Question: Ive been following the recent mad cow disease situation in Washington State and I feel pretty confident that the government has safeguards in place to prevent it from causing any problems. But I have a friend from Great Britain who told me about cats getting sick from eating contaminated food during the mad cow disease crisis over there, and now Im a little worried. Are my cats now at risk of getting mad cow disease?
Answer: Youd have to have been on the spaceship to Mars to miss hearing about mad cow disease – bovine spongiform encephalopathy or BSE – found this past December in a cow in Washington state. The United States Department of Agriculture (USDA) and the Food and Drug Administration (FDA) are working together with state officials in the investigation, and if youd like to stay informed, I suggest you periodically check the USDA website entitled BSE Information and Resources at www.aphis.usda.gov/lpa/issues/bse/bse.html, and an FDA site at www.fda.gov/oc/opacom/hottopics/bse.html. Both contain a wealth of information and are constantly updated. USDA, charged with assuring animal health as well as the safety of certain meat and poultry products, is leading the investigation of this BSE case, whereas FDAs primary responsibility involves animal feed including cattle and cat food.
BSE is the bovine form of a rather mysterious family of contagious brain disorders called transmissible spongiform encephalopathies or TSEs. Recognized hundreds of years ago, it was only recently that transmissible (capable of passing from one individual to another) spongiform (looks like a sponge) encephalopathies (brain diseases) were found to be caused by misshapen proteins called prions. Like the proverbial bad apple spoiling the barrel, prions coerce neighbor proteins in the brain to become malformed, too, and its this accumulation of dysfunctional proteins that causes the disease. (See the article entitled, Prions: Puzzling Infectious Proteins, at the National Institutes of Health site, http://science-education.nih.gov/nihHTML/ose/snapshots/multimedia/ritn/prions/prions1.html)

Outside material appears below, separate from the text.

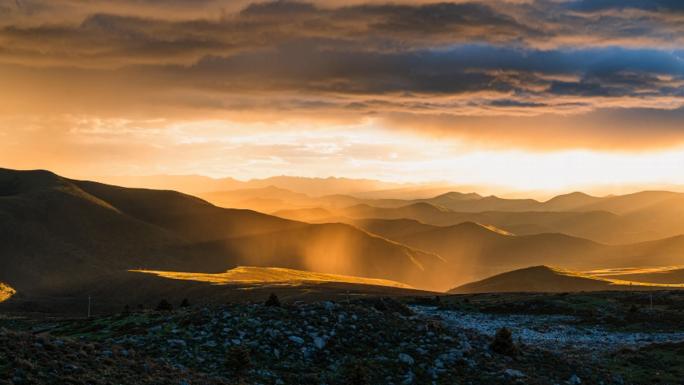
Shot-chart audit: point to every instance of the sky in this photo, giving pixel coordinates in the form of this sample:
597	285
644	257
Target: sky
525	94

Prions arent alive in any sense of the word, and theyre resistant to forms of sterilization that inactivate infectious agents like viruses, bacteria and fungi. Prions escape the normal high-temperature rendering process used to transform otherwise inedible tissues into meat-and-bone meal, a common constituent of livestock feed.
The BSE outbreak that peaked in the 1990s in Great Britain is believed to have intensified through feeding cows meat-and-bone meal made, unknowingly, from TSE-infected ruminant tissue. Feeding ruminant source products to cattle has since been banned in Britain, so outbreaks like that shouldnt happen there again.
Similar stringent requirements are in place in the United States: The FDA prohibits the feeding of ruminant-derived proteins to cows, and the USDA restricts importation of live ruminants or ruminant products from countries where BSE has been found. Both agencies are working diligently out of an abundance of caution to prevent prions from entering either ruminant or human food products.
Not Just Cows
It would be bad enough if only ruminants like cattle, sheep and goats were affected, but TSEs occur in many other mammals including cats (dogs, pigs and horses appear to be resistant to infection). A human TSE called variant Creutzfeldt-Jacob Disease (vCJD) is believed to be caused by eating contaminated beef products from BSE-affected cattle. This disease, of course, is the main reason behind all the safeguards; to date, there have been over one hundred confirmed and probable cases of vCJD worldwide among the hundreds of thousands of people that may have consumed BSE-contaminated beef products during the peak of mad cow disease in Europe. The only reported case of vCJD in the United States is in a person who contracted the disease while residing in the UK.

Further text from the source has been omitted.